What sustained the work was the performers — Johanna Dalgleish, Amelia Griffin, Julie Anne Ryan, and Catherine Therrien — who danced with commitment and grace. A solo by Dalgleish emphasized her great extension and clarity as a mover, while the stage around her was filled with dozens of marbles shooting past and rolling around on their unpredictable paths. Choreographically, however, this section might have been more interesting if the audience could have seen her respond or react to the situation, perhaps by moving into or away from the rolling marbles like they mattered, either physically or emotionally.

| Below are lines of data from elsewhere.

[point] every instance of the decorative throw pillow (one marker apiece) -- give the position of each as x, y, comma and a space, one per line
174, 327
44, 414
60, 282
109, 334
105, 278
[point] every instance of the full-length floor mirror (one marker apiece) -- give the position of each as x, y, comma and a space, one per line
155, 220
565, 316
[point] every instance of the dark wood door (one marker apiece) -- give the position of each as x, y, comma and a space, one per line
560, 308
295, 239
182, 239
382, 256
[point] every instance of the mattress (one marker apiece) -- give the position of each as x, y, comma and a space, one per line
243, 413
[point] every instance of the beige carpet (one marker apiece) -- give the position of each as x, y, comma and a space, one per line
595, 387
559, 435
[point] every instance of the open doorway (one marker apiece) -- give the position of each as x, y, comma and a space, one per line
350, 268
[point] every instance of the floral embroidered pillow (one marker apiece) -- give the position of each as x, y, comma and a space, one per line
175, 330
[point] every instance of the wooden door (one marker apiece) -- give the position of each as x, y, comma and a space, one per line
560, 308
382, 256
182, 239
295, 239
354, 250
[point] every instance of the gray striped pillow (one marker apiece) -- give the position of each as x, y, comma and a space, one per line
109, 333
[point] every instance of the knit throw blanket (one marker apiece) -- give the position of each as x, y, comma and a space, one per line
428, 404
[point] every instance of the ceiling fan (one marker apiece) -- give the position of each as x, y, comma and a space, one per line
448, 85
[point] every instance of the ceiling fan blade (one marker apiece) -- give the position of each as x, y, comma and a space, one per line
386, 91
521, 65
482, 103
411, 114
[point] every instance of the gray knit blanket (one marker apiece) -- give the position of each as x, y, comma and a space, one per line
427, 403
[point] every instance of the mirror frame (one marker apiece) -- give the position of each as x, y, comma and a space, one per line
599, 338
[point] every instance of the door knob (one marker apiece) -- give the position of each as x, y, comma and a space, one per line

The partnering and solo work by Griffin demonstrated her ability to inject character into a role that, while inconsistent, was nevertheless intriguing. Therrien also gave a strong performance, with a sharp focus and energy that was well suited to the pacing and dynamics of the piece. Ryan, moving softly with her face close to a hanging rice-paper lantern as if dancing with the moon, or poised in a pool of fist-sized glass marbles, trying to balance as the balls shifted around her, had a range of expression and tone that showed us where this piece might eventually go. The lack of narrative development, repetitive codas, and missing transitions between sections left some beautiful images but no sense of how the four dancers were connected to each other or to the objects. In the post-show chat, Bouvrette described this as a deliberate effort to keep the piece dream-like and therefore incoherent, but it still seems that “les billes” has yet to go through some editing and refinement. It will be interesting to see what elements are finally chosen to complete the chapter within the longer work.

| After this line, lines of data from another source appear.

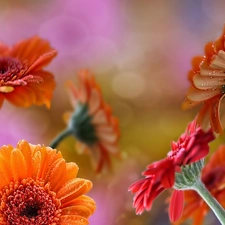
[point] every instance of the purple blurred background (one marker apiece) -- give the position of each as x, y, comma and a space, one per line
140, 52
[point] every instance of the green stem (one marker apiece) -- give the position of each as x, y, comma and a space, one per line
210, 200
65, 133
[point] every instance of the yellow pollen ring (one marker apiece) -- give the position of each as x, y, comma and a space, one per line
6, 89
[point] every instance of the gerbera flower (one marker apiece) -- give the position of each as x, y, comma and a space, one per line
92, 122
214, 180
207, 79
38, 187
191, 147
23, 81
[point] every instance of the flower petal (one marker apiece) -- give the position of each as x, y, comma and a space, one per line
176, 205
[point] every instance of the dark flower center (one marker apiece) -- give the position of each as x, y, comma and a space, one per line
29, 202
10, 69
81, 125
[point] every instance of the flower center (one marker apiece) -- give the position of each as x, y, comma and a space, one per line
29, 202
10, 69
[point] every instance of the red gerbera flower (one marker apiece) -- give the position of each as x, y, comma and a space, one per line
208, 83
191, 147
92, 122
23, 81
214, 180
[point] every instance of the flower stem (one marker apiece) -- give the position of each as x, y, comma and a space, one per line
210, 200
65, 133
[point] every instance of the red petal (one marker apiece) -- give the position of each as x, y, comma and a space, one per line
176, 205
168, 178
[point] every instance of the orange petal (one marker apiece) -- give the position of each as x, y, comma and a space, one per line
27, 154
71, 170
80, 210
205, 82
197, 95
215, 115
56, 174
1, 99
94, 101
30, 49
73, 188
73, 220
207, 70
18, 165
83, 200
5, 171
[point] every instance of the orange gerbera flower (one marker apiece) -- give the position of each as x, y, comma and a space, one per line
214, 180
38, 187
207, 79
23, 82
92, 122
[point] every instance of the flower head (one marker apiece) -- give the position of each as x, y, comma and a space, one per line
214, 180
39, 187
191, 147
23, 81
208, 83
92, 122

According to the program note, the company name, Tara Luz Danse, refers to the “light that dwells within woman” (“tara” is the feminine form of “terre” and “luz” is Portuguese for “light”), but the two Bouvrette pieces presented were unrelentingly intense, without pause or levity. However, the juxtaposition of “Ludivine” and “les billes” provided an illustration of the advantages of working a piece over a long period of time. Bouvrette seems comfortable with longer creation cycles and doesn’t throw pieces away in order to move on immediately to the next thing. There is a perceptible through-line in her work in its movement vocabulary and general themes. As an evening, though, the presentation of croisée…ÉPILOGUE felt like the middle of a story, rather than an ending.